KAYSERİ milletvekillerinin “değerlendirme” toplantıları devam ediyor.
Daha önce MHP Milletvekili Mustafa Baki Ersoy, “iki yılık görev süresini” paylaşmıştı.
Özel nedenlerden dolayı o toplantıya katılamamıştım.
Ancak katılım sağlayan meslektaşlarımızdan durum değerlendirmesi almış, o gün haberleştirmemiz gereken noktaları sütunlarımıza taşımıştık.
Eğrisiyle doğrusuyla, Mustafa Baki Ersoy, ‘kendi şahsına münhasır’ bir isim.
Milletvekilliği öncesinde de sonrasında da ‘sıradışı hareket eden’ ve o an ne söylemesi gerekiyorsa her türlü koşula rağmen söyleyen bir isim.
Halk arasında da belki de şu anda en çok ismi konuşulan vekillerin başında.
Nerde nasıl davranacağını, ne söyleyeceğini de çok iyi seziyor.
Genç yaşına rağmen ‘kurt bir siyasetçi’ gibi kendisine ‘olumlu puan getirecek’ hamleleri yerinde ve zamanında yapıyor.
En önemlisi de kendisi ve çevresi ile barışık bir yapısı var.
Ancak Ersoy’a katılmadığım bazı noktalar var.
Mesela; bugün iktidara bakalım; hangi ittifaktan oluşuyor?
Tabi ki Cumhur İttifakından.
Bu ittifakta AK Parti ile MHP var.
Yani bir anlamda bu iki parti iktidar ve ülkeyi yöneten partiler.
Hal böyle olunca MHP’li bir vekilin çıkıp, sürekli hükümet yetkililerine ve ya bakanlara ‘soru önergesi’ vermesi ne derece doğru?
Normal şartlarda MHP’li bir vekilin soru önergesi vermesinde elbette şaşılacak bir taraf yok ama muhalefetin vekillerinin vermediği kadar soru önergesi iktidarın ortağı olan bir partinin vekili tarafından veriliyorsa insan durup düşünüyor.
Bana göre seçimlerde ülke yönetimine gelen hükümete ‘direkt etki eden’ bir partinin milletvekillerinin muhalefet vekilleri gibi davranmaya hakları yok.
MHP’nin Kayserili diğer vekili İsmail Özdemir’de de durum aynı. Gün geçmiyor ki, soru önergesiyle ilgili basın bültenleri tarafımıza servis edilmesin.
Bunları eleştiri yapmak için söylemiyorum ancak durumla ilgili tespitim bu yönde.
DURSUN ATAŞ’I DİNLERKEN…
YAKLAŞIK 40 dakika konuştu.
Kayseri’nin içinde bulunduğu sorunları anlattı.
“İnce detaylara” inmese de aslında bilinen sorunlara yüzeysel değindi.
Özellikle, pandemi süreciyle ilgili olarak; “Bunun üzerinde siyaset yapacak kadar alçak değilim.” demesi aslında niyetini gün yüzüne çıkarttı.
Kavgadan, çekişmeden uzak, ne yapılacaksa “topyekün yapalım” diyen bir Milletvekili Dursun Ataş.
Böyle olunca da diyecek bir şey kalmıyor.
Evet; 10 milletvekili olan bir Kayseri’nin hala otoyola kavuşamadığı, havaalanını bir türlü yapamadığı, hızlı treni sadece seyrettiği bir yerde iyi şeylerden bahsetmek elbette fazla iyimserlik olur.
Sonuç olarak; biri yarı iktidar, diğeri muhalefet milletvekili iki yılını değerlendirdiler.
Eğrisi ile doğrusu ile bir şeyler anlattılar.
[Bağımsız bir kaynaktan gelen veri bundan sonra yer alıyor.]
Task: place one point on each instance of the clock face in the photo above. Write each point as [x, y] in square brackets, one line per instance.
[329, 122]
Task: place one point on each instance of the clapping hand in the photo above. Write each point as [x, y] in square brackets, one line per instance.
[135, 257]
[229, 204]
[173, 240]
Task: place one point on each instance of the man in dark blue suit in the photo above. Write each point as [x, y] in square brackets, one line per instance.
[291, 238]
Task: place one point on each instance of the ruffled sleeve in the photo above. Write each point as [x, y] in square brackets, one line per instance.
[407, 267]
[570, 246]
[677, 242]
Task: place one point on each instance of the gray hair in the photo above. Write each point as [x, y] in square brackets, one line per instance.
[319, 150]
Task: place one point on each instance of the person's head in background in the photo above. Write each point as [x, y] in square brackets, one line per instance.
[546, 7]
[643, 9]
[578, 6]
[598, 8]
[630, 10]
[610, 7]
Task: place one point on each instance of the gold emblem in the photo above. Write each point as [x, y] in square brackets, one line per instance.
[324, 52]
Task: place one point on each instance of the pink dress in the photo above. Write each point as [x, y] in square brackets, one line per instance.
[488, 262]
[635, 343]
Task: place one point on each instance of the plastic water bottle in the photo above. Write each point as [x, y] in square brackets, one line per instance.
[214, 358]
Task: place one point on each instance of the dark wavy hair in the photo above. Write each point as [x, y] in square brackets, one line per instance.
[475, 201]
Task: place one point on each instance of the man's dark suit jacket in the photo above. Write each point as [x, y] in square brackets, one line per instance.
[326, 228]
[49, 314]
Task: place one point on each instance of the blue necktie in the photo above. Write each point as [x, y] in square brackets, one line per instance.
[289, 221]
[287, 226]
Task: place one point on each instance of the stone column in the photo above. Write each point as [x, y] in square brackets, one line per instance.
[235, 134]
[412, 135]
Var ki anlattılar..
Peki ya diğerleri!
Onların da anlatacak bir şeyleri vardır mutlaka.
Mesela; sayın Emrah Karayel’in de anlatması lazım. Yahut İsmail Tamer’in ‘sadece sağlık alanında değil(!)’ diğer konularda da Kayseri’ye neler yapmak istediğini çıkıp kamuoyu ile paylaşması lazım.
Hülya Nergis Atçı’nın, Çetin Arık’ın ve diğerlerinin iki yıldır Kayseri için şunu yaptık, bunu yapıyoruz demesi lazım.